RÉSEAU ROUTIER 

Par quel bout commencer  ?

Tout le monde se plaint des transports, en particulier de la qualité du réseau routier, de nos autoroutes à nos rues et leurs nids-de-poule. Au-delà de nos conditions climatiques, un défi commun à tous les pays est le financement des infrastructures de transport, y compris routières. Comme le recommandaient le CIRANO et l’Association des économistes québécois, la meilleure solution serait l’instauration d’une taxe kilométrique. Une telle taxe est plus générale et pérenne que la taxe sur l’essence à cause de la diversification des sources d’énergie (véhicules électriques et autres) et plus juste puisque l’utilisateur paiera selon son usage de l’infrastructure et l’usure qu’il engendre.

Le mot qui est peut-être le plus associé au réseau routier dans les régions urbaines du Québec et à Montréal en particulier est la congestion. Les causes de cette congestion ou saturation du réseau sont en grande partie conjoncturelles et sont liées à la magnitude des travaux routiers et d’infrastructures souterraines, mais aussi à la bonne santé de l’économie.

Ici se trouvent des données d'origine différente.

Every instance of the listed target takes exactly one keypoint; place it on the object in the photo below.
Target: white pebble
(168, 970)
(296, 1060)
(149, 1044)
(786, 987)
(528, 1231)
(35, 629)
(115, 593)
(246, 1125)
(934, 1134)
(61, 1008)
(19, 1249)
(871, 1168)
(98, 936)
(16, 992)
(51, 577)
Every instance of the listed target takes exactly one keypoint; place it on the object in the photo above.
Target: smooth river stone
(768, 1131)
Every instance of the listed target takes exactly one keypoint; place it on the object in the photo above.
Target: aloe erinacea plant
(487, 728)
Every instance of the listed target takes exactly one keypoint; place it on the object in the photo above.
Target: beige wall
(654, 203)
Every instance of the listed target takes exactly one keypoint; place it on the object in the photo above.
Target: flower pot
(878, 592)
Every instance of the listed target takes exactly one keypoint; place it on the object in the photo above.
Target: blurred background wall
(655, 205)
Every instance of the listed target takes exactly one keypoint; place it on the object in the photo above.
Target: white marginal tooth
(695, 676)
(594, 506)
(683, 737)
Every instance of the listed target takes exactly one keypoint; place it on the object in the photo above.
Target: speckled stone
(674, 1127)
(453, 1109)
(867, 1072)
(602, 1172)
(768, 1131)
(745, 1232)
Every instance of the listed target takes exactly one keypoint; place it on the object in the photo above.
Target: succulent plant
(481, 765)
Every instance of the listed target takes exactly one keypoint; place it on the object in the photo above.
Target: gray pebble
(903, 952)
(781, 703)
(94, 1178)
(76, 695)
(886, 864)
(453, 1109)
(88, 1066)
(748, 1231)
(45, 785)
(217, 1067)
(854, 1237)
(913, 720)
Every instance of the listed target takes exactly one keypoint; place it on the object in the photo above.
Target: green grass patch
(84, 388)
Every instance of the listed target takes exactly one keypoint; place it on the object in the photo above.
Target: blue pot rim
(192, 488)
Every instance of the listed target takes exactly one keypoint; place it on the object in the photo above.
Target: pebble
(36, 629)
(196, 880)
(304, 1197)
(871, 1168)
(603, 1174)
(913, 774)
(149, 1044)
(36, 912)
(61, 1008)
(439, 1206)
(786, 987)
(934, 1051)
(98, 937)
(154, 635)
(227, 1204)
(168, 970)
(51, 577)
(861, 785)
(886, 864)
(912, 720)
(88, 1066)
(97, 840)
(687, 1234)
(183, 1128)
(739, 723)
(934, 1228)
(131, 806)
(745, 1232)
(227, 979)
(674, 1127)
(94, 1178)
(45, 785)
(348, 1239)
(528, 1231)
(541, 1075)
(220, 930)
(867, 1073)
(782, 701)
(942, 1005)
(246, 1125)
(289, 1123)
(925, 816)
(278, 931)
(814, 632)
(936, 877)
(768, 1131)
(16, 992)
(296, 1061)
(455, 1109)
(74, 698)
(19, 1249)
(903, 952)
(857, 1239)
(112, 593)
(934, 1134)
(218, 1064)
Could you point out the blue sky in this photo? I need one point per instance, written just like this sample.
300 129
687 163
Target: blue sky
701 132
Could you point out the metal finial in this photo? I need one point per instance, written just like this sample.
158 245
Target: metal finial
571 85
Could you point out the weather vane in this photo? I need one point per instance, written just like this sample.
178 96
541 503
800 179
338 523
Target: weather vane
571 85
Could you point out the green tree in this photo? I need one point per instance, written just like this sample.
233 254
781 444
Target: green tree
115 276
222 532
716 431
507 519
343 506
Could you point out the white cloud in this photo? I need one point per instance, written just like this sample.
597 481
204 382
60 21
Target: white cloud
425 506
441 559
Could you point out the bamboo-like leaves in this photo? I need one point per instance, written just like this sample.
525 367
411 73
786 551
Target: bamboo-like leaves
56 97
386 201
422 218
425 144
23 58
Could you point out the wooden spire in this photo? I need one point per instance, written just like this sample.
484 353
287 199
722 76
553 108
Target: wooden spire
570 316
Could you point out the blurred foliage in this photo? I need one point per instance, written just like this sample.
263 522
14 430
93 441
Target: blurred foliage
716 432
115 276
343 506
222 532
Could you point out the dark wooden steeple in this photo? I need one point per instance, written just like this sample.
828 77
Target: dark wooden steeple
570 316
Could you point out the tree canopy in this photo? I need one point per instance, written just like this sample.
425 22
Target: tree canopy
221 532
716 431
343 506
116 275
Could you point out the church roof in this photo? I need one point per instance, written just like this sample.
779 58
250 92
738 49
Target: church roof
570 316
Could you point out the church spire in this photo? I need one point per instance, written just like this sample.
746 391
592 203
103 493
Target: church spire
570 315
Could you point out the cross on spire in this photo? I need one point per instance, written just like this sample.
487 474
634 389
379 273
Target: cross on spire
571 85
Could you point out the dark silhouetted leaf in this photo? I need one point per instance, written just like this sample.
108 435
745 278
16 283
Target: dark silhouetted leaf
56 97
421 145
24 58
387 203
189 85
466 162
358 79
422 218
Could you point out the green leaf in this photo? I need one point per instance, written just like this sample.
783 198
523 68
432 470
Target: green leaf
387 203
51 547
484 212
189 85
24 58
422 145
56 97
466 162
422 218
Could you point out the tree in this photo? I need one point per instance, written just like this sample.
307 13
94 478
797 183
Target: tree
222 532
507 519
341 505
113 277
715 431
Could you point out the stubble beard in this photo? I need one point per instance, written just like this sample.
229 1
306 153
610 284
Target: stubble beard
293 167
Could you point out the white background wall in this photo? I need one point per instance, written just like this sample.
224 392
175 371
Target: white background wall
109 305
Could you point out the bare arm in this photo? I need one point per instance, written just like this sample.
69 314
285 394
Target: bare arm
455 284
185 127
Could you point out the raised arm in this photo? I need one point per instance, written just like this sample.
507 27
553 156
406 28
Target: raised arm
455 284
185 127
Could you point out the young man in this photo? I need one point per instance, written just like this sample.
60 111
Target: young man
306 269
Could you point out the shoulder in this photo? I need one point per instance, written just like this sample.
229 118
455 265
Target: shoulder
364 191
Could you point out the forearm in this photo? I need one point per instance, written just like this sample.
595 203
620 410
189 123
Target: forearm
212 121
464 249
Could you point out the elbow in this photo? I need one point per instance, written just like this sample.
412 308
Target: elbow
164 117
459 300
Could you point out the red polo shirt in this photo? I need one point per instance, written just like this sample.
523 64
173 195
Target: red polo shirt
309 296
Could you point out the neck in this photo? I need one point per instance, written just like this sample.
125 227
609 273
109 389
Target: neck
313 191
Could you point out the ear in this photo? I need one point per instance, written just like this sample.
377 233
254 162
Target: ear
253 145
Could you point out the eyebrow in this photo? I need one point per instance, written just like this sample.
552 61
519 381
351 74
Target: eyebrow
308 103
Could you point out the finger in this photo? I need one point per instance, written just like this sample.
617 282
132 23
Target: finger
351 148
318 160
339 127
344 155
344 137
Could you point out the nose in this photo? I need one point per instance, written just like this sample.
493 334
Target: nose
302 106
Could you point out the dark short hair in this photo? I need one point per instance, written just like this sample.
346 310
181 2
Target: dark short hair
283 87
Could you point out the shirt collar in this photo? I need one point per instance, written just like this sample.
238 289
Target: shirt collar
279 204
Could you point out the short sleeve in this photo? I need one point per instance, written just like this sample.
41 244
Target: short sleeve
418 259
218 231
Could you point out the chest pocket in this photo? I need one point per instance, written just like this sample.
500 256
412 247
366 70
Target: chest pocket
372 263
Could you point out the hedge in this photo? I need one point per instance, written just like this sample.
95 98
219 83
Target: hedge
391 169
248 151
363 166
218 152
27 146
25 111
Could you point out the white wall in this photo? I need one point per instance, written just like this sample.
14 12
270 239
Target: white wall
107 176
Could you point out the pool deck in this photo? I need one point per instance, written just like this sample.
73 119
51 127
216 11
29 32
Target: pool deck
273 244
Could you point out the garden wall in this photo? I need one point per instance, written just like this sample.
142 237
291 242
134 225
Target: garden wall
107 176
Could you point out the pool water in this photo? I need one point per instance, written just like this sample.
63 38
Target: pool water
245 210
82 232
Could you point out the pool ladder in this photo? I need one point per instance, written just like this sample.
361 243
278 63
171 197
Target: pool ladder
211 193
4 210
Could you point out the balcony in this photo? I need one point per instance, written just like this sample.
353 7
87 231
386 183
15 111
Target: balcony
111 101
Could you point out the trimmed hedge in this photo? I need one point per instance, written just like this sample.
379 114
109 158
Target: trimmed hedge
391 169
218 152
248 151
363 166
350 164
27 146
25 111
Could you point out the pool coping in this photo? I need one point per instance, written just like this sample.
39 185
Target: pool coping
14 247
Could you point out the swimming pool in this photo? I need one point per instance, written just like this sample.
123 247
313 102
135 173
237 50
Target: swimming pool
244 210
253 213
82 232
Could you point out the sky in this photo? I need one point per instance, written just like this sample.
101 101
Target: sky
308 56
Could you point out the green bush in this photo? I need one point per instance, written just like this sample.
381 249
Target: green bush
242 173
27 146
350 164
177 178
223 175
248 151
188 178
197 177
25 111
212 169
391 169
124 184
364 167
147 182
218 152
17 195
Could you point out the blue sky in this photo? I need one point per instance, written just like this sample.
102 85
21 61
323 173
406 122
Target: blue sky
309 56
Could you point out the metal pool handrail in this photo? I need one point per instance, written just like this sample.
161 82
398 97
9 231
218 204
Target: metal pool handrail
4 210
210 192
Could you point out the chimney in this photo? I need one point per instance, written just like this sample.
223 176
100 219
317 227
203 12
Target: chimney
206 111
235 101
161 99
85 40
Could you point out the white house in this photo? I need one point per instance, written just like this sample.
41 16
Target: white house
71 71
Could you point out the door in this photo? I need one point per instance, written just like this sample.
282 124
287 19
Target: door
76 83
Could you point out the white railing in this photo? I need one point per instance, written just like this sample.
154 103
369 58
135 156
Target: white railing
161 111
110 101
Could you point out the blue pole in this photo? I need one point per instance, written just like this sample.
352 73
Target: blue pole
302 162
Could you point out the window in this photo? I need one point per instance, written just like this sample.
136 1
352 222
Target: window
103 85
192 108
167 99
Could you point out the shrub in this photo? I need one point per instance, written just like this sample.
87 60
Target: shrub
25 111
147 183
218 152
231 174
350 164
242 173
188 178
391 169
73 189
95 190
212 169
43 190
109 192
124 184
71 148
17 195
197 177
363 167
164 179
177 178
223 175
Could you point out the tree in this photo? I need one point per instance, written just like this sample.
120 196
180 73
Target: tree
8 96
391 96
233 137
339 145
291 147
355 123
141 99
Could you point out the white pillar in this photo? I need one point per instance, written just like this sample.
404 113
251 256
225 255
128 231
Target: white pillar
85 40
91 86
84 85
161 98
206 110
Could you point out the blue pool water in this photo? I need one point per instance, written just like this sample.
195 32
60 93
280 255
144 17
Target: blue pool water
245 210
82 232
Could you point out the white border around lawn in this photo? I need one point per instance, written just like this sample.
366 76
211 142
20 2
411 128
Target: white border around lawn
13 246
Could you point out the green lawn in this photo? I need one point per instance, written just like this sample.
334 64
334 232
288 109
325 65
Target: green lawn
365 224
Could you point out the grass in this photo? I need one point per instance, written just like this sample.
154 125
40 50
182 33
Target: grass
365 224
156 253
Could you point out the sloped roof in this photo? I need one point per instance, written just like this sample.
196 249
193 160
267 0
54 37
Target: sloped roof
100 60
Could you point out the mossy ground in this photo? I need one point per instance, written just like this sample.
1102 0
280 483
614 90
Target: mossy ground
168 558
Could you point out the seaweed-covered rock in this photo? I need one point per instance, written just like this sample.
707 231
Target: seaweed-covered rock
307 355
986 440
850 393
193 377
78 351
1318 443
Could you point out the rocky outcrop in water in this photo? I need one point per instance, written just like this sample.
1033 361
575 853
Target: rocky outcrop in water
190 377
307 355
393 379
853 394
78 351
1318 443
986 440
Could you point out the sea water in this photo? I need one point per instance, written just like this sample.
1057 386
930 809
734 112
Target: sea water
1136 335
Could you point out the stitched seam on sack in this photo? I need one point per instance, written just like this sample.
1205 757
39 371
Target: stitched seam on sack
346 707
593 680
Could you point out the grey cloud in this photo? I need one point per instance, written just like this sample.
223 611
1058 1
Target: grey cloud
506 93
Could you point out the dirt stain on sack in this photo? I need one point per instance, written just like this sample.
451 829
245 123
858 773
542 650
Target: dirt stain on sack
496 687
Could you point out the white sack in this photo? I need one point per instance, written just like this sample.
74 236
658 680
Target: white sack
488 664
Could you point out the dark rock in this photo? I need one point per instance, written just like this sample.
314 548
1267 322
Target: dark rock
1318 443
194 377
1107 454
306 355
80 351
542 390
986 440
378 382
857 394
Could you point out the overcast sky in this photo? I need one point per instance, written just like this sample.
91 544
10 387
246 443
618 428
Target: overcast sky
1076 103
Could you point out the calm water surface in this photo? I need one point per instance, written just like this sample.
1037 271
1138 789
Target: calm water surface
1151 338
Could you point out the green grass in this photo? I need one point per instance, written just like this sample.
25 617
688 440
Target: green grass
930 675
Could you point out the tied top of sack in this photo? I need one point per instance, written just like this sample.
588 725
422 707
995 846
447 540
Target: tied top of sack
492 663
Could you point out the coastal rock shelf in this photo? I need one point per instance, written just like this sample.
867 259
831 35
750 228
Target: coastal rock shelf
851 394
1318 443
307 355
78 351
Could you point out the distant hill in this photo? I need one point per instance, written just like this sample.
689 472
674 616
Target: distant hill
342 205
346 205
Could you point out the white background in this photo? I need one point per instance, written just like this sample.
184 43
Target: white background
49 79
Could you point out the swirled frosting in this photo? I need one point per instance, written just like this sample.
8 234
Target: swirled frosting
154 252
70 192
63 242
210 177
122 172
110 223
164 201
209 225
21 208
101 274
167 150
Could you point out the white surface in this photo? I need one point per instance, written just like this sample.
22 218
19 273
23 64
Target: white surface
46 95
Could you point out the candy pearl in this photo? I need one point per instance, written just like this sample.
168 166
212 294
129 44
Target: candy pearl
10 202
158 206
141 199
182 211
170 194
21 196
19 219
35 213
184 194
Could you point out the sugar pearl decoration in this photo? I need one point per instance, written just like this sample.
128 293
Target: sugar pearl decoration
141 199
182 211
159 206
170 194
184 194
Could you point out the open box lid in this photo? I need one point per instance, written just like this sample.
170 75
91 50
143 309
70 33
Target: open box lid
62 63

Il faudrait effectivement reconnaître que la demande en transport dépend de l’activité économique et que les routes sont construites pour répondre à une demande : construire des routes qui ne sont jamais congestionnées serait un gaspillage d’argent public.

Cela dit, la demande de transport trop importante qui cause la congestion a des impacts sur l’ensemble des usagers en termes de perte de temps et d’argent et sur l’environnement.

Il existe plusieurs solutions à la congestion, premièrement le développement des transports collectifs et l'augmentation du nombre de personnes (ou de la quantité de marchandise) par véhicule.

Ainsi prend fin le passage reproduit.